Again, expecting a manufacturer to support accessories that it has no control over is ... illogical.
OK, so, let's use my PC as an example. It has USB ports, and I can plug all sorts of things into them, most commonly memory sticks and a card reader. Microsoft don't force me to buy memory sticks only from them, I can use any make of stick I want and be pretty damned sure that it'll work, as USB is USB.
Now let's look at Apple. It has a USB port on the side of the iPad, but one that uses a very slim USB connector, the same as the one on one or two other thin USB devices. It comes with a standard USB lead that plugs into this to charge the thing, but which is the wrong way around to connect to a USB SD card reader.

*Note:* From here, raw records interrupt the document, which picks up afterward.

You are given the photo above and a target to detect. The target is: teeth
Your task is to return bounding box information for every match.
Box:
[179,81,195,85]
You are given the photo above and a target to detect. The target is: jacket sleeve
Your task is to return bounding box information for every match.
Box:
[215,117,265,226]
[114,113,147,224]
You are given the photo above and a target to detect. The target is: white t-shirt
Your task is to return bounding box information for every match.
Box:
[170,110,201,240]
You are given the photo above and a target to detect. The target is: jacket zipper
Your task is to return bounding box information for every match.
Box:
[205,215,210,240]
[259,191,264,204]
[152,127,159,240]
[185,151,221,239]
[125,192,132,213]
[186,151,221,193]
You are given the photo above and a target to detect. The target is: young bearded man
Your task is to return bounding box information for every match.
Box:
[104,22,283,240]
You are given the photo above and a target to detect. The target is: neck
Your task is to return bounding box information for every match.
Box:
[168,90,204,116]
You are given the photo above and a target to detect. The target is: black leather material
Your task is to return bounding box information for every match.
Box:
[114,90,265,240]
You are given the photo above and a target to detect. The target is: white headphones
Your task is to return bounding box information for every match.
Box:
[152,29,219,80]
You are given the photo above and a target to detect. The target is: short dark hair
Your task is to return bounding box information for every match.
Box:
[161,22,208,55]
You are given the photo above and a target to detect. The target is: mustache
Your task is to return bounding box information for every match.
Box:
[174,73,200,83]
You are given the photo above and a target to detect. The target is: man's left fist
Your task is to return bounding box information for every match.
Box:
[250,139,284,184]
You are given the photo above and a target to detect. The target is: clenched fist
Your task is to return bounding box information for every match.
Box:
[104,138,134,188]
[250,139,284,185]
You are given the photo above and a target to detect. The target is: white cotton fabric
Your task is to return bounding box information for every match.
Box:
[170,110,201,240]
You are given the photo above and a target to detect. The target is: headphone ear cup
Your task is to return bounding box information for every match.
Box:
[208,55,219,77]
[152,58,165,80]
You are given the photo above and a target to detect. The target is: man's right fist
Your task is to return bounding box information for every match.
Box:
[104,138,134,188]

So, my wife does an entirely logical thing and goes into a camera store to buy a card reader that accepts our camera cards and has the right sort of slim USB connector to fit the iPad. She (and I, and the camera store owner) had absolutely no way at all of knowing that Apple want us to only buy their specific hardware at this point, as there is nothing anywhere that makes this clear when you buy an iPad. The camera store owner is helpful, unpacks the thing, checks with my wife's iPad that it can read photos from the camera card OK and she goes away happy.
As far as we, or the camera store owner, are concerned we're not breaking any rules or laws and haven't purchased (or, in the case of the camera store owner, sold) anything that was counterfeit or illegal. In fact I checked, and the card reader we bought wasn't illegal or counterfeit, it just wasn't made by Apple. As far as all involved in this transaction were concerned a USB device had been purchased and it worked.
Apple then chose to brick this device a few weeks later, without warning, during an iOS update. They didn't brick it because it was counterfeit. They didn't brick it because they were providing support for it (it's just a USB memory device, so uses open USB standards). They bricked it because it wasn't made by Apple.
That is, to me, an unacceptable practice, and is why I will never, ever buy another Apple product. Had they given a warning, or made it clear that only Apple manufactured USB accessories would work with their products, then that would have been fair enough; we could have chosen to buy the iPad and accept that we had to only ever buy Apple accessories, or buy something else. The fact is that they didn't do this, they just did what FTDI have done an bricked something not made by them when it was plugged in.